Il 36enne Daniel Noboa, figlio di uno dei più grandi magnati dell’Ecuador, è stato eletto presidente appena tre mesi fa sulla scia di tonanti promesse di “guerra aperta” alla criminalità. La stessa campagna elettorale del centrista è stata caratterizzata dalla violenza eversiva, con l’uccisione dell’altro candidato presidente Fernando Villavicencio. Il programma di Noboa prevede “tolleranza zero” nei confronti delle bande criminali, a cominciare dalla ripresa del controllo statale nelle carceri. Almeno un quarto delle 36 prigioni del Paese si ritiene infatti finito in mano alle gang, che le utilizzano come centri di potere e di reclutamento.

Una di queste era il “regno” proprio del boss “Fito”, che ad agosto era stato trasferito in un carcere di massima sicurezza “accompagnato” da ben 4mila agenti. Il capo criminale non ci stava e i suoi avvocati sono riusciti a vincere il ricorso per farlo trasferire di nuovo nella “sua” prigione.

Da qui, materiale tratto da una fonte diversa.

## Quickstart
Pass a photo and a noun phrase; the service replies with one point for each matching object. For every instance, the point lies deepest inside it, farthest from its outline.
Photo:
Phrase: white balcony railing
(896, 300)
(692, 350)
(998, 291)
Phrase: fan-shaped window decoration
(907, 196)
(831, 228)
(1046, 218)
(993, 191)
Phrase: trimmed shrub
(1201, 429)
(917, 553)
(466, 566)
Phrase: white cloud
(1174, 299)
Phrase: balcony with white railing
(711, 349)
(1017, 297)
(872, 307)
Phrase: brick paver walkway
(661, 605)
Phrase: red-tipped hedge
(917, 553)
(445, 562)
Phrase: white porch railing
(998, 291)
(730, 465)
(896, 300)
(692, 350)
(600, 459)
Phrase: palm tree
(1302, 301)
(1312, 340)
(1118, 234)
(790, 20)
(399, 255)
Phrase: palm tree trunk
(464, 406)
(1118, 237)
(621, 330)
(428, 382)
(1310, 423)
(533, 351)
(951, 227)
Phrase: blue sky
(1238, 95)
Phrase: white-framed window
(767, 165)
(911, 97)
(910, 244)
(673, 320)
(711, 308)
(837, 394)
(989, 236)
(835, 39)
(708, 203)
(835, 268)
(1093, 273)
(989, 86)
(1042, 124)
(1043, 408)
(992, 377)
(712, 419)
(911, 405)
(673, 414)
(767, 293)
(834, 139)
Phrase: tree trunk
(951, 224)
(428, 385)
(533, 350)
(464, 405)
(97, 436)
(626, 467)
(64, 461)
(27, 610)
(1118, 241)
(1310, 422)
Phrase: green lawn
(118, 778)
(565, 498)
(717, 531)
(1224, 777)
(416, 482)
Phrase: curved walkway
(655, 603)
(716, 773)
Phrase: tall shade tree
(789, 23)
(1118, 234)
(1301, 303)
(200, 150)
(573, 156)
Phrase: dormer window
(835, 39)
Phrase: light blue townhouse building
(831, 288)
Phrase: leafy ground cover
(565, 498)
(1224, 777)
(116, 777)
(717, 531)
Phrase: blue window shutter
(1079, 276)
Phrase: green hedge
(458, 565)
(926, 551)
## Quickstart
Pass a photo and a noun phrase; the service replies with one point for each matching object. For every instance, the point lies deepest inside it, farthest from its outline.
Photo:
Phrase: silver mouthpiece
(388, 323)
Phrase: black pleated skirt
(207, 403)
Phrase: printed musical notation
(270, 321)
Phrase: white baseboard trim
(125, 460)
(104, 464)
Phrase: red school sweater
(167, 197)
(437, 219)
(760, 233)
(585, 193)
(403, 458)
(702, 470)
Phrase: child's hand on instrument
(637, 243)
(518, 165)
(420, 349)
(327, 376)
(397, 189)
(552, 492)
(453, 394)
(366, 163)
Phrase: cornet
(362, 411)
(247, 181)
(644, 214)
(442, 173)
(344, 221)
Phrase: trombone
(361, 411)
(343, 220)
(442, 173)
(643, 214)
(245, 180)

Stretto tra i due più grandi produttori di cocaina al mondo, Perù e Colombia, da diversi anni l’Ecuador ha smesso di essere uno “Stato cuscinetto” ed è diventato lo snodo operativo del narcotraffico internazionale. E, con esso, anche teatro di scontro tra bande rivali legate ai cartelli messicani e colombiani. L’esplosione di violenza preoccupa molto gli Stati Uniti, che esercita la sua egemonia anche nell’area sudamericana e che teme fortemente l’apertura dell’ennesimo fronte bellico al quale fornire assistenza.